To create new PSQL instance open the `Interpreter` section and click the `+Create` button. Pick a `Name` of your choice and from the `Interpreter` drop-down select `psql`. Then follow the configuration instructions and `Save` the new instance.
> Note: The `Name` of the instance is used only to distinct the instances while binding them to the `Notebook`. The `Name` is irrelevant inside the `Notebook`. In the `Notebook` you must use `%psql.sql` tag.
## Bind to Notebook
In the `Notebook` click on the `settings` icon in the top right corner. The select/deselect the interpreters to be bound with the `Notebook`.
## Configuration
You can modify the configuration of the PSQL from the `Interpreter` section. The PSQL interpreter expenses the following properties:
<table class="table-configuration">
<tr>
<th>Property Name</th>
<th>Description</th>
<th>Default Value</th>
</tr>
<tr>
<td>postgresql.url</td>
<td>JDBC URL to connect to </td>
<td>jdbc:postgresql://localhost:5432</td>
</tr>
<tr>
<td>postgresql.user</td>
<td>JDBC user name</td>
<td>gpadmin</td>
</tr>
<tr>
<td>postgresql.password</td>
<td>JDBC password</td>
<td></td>
</tr>
<tr>
<td>postgresql.driver.name</td>
<td>JDBC driver name. In this version the driver name is fixed and should not be changed</td>
<td>org.postgresql.Driver</td>
</tr>
<tr>
<td>postgresql.max.result</td>
<td>Max number of SQL result to display to prevent the browser overload</td>
<td>1000</td>
</tr>
</table>
## How to use
```
Tip: Use (CTRL + .) for SQL auto-completion.
```
### DDL and SQL commands
Start the paragraphs with the full `%psql.sql` prefix tag! The short notation: `%psql` would still be able run the queries but the syntax highlighting and the auto-completions will be disabled.

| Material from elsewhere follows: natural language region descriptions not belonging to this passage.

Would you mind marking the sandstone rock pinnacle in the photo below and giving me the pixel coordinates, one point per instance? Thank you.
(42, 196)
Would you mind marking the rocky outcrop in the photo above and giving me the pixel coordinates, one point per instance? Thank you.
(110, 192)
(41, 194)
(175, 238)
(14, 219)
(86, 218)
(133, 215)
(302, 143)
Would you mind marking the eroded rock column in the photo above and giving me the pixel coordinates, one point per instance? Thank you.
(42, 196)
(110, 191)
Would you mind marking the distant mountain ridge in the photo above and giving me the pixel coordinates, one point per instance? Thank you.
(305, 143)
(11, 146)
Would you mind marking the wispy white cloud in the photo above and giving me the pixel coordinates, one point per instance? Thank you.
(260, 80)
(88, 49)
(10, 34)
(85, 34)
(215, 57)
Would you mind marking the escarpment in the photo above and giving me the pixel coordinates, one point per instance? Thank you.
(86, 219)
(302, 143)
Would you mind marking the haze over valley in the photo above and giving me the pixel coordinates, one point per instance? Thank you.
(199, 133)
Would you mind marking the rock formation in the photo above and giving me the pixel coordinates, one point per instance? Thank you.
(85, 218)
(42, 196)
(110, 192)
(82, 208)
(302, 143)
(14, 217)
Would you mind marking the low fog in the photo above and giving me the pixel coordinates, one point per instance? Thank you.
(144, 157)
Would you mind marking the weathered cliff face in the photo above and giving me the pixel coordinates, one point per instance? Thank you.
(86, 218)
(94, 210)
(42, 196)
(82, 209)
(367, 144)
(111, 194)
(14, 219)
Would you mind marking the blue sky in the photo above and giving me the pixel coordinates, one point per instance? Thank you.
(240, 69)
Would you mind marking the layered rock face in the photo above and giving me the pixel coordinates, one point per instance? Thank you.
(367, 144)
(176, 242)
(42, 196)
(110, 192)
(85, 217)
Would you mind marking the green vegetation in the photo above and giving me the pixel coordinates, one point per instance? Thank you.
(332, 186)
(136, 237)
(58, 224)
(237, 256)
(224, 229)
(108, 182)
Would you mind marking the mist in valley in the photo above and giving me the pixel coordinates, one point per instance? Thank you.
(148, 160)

You can use the standard CREATE / DROP / INSERT commands to create or modify the data model:
```sql
%psql.sql
drop table if exists mytable;
create table mytable (i int);
insert into mytable select generate_series(1, 100);
```
Then in a separate paragraph run the query.
```sql
%psql.sql
select * from mytable;
```
> Note: You can have multiple queries in the same paragraph but only the result from the first is displayed. [[1](https://issues.apache.org/jira/browse/ZEPPELIN-178)], [[2](https://issues.apache.org/jira/browse/ZEPPELIN-212)].

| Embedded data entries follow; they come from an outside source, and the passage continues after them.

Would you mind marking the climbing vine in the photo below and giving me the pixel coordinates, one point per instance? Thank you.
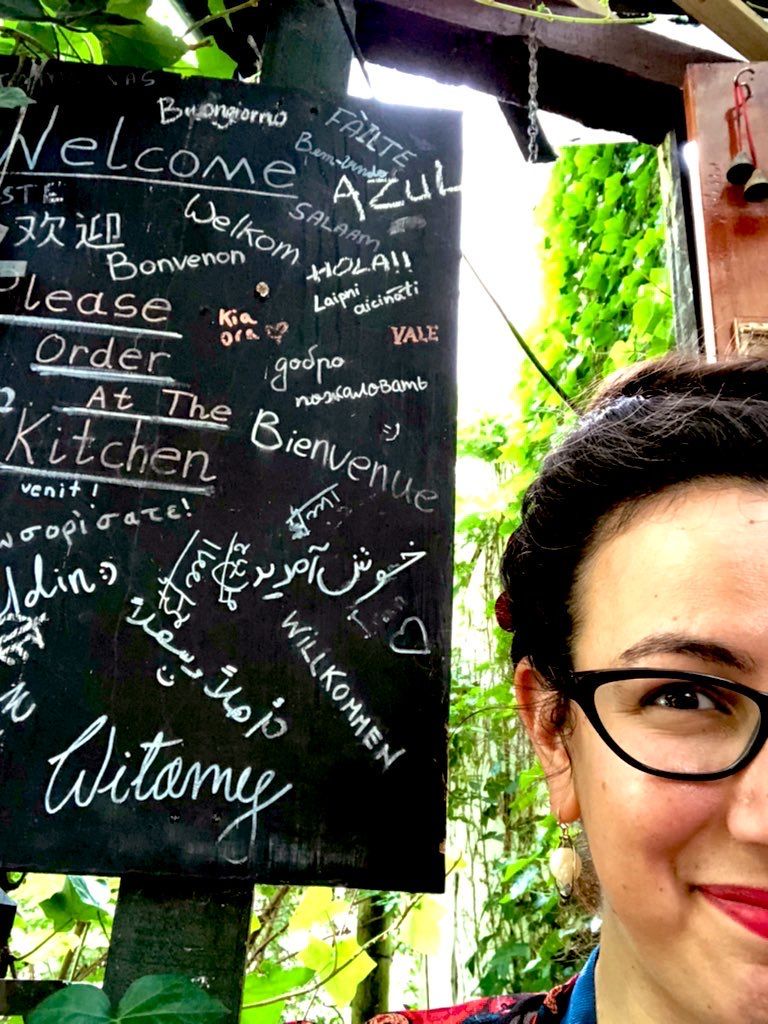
(606, 304)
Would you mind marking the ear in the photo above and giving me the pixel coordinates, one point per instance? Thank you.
(535, 704)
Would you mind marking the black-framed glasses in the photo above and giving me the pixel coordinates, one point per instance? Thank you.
(680, 725)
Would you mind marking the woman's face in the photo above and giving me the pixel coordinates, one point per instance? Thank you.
(687, 579)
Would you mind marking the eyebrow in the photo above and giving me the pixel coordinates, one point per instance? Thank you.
(679, 643)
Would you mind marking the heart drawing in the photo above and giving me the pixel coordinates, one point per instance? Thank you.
(275, 331)
(411, 638)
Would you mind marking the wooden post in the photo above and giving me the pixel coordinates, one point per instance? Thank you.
(306, 46)
(178, 926)
(194, 927)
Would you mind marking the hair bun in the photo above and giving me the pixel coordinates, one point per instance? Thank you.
(504, 611)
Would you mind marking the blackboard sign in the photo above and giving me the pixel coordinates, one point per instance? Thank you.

For example, this will execute both queries but only the count result will be displayed. If you revert the order of the queries the mytable content will be shown instead.
```sql
%psql.sql
select count(*) from mytable;
select * from mytable;
```
### PSQL command line tools
Use the Shell Interpreter (`%sh`) to access the command line [PSQL](http://www.postgresql.org/docs/9.4/static/app-psql.html) interactively:
```bash
%sh
psql -h phd3.localdomain -U gpadmin -p 5432 <<EOF
\dn
\q
EOF
```
This will produce output like this:
```
Name | Owner
--------------------+---------
hawq_toolkit | gpadmin
information_schema | gpadmin
madlib | gpadmin
pg_catalog | gpadmin
pg_toast | gpadmin
public | gpadmin
retail_demo | gpadmin
```
### Apply Zeppelin Dynamic Forms
You can leverage [Zeppelin Dynamic Form](../manual/dynamicform.html) inside your queries. You can use both the `text input` and `select form` parametrization features
```sql
%psql.sql
SELECT ${group_by}, count(*) as count
FROM retail_demo.order_lineitems_pxf
GROUP BY ${group_by=product_id,product_id|product_name|customer_id|store_id}
ORDER BY count ${order=DESC,DESC|ASC}
LIMIT ${limit=10};
```
### Example HAWQ PXF/HDFS Tables
Create HAWQ external table that read data from tab-separated-value data in HDFS.
```sql
%psql.sql
CREATE EXTERNAL TABLE retail_demo.payment_methods_pxf (
payment_method_id smallint,
payment_method_code character varying(20)
) LOCATION ('pxf://${NAME_NODE_HOST}:50070/retail_demo/payment_methods.tsv.gz?profile=HdfsTextSimple') FORMAT 'TEXT' (DELIMITER = E'\t');
```
And retrieve content
```sql
%psql.sql
select * from retail_demo.payment_methods_pxf
```
## Auto-completion
The PSQL Interpreter provides a basic auto-completion functionality. On `(Ctrl+.)` it list the most relevant suggestions in a pop-up window. In addition to the SQL keyword the interpreter provides suggestions for the Schema, Table, Column names as well.